Cambiare il volto delle città con gli orti urbani biologici. Una soluzione urbanistica, ambientale e alimentare
Prendo spunto da un bel servizio di “Ventiquattro” dedicato agli orti cittadini. Vanno di moda, indubbiamente. Ne nascono in continuazione anche in Italia. Alcuni funzionano, altri no. Si progetta, come gli orti biologici sui terrazzi o sui tetti delle costruzioni, tanto bistrattati dagli ecologisti ad oltranza (“come si fa a parlare di Bio laddove c’è un inquinamento riconosciuto?”), i quali dimenticano che aggiungere verde significa comunque ridurre l’inquinamento.
Gli studi scientifici dilagano: tutti propensi ad affermare che il giardinaggio biologico è benefico ad ogni livello della vita, perché non vengono impiegati pesticidi, fungicidi, erbicidi, insetticidi.

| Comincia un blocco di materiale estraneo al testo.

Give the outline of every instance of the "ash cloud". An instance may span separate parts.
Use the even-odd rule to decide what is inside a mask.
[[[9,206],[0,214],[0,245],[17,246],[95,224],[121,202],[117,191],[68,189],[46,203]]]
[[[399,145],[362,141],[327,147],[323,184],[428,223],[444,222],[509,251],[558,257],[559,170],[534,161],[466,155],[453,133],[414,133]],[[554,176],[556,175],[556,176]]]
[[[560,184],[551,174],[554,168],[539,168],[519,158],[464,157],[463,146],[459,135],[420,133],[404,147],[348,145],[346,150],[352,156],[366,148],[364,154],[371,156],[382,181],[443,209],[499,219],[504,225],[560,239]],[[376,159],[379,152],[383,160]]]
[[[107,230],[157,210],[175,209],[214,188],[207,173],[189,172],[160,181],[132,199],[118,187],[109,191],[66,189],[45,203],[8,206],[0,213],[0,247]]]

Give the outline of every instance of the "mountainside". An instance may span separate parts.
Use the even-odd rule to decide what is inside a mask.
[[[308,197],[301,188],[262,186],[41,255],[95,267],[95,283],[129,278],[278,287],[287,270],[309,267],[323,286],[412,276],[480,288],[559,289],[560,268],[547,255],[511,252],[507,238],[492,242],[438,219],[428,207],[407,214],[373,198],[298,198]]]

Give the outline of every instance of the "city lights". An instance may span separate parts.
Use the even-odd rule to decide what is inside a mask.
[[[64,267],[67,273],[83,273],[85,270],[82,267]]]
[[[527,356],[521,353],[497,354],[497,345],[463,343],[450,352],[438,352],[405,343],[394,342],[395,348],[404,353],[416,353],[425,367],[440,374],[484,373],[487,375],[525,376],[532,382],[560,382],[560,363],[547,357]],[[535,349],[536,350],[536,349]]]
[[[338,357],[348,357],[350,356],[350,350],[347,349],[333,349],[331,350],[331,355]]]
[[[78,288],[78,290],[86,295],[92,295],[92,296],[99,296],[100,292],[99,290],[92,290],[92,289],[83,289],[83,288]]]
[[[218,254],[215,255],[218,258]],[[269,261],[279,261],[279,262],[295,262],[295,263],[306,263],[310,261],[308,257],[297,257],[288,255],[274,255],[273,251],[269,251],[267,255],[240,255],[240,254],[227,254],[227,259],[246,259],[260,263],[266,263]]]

Fatto sta che l’agricoltura urbana è un tema che tiene banco. Qualcuno arriva a dire che diventerà una necessità per il futuro. Lo hanno confermato le 125 delegazioni straniere intervenute e il migliaio di persone presenti alla prima edizione del Global summit in metropolitan agriculture di Rotterdam, non a caso organizzato in Olanda, dove c’è un ente ministeriale (TransForum) per l’innovazione nell’agricoltura urbana (fantascienza dalle nostre parti!!!). (continua…)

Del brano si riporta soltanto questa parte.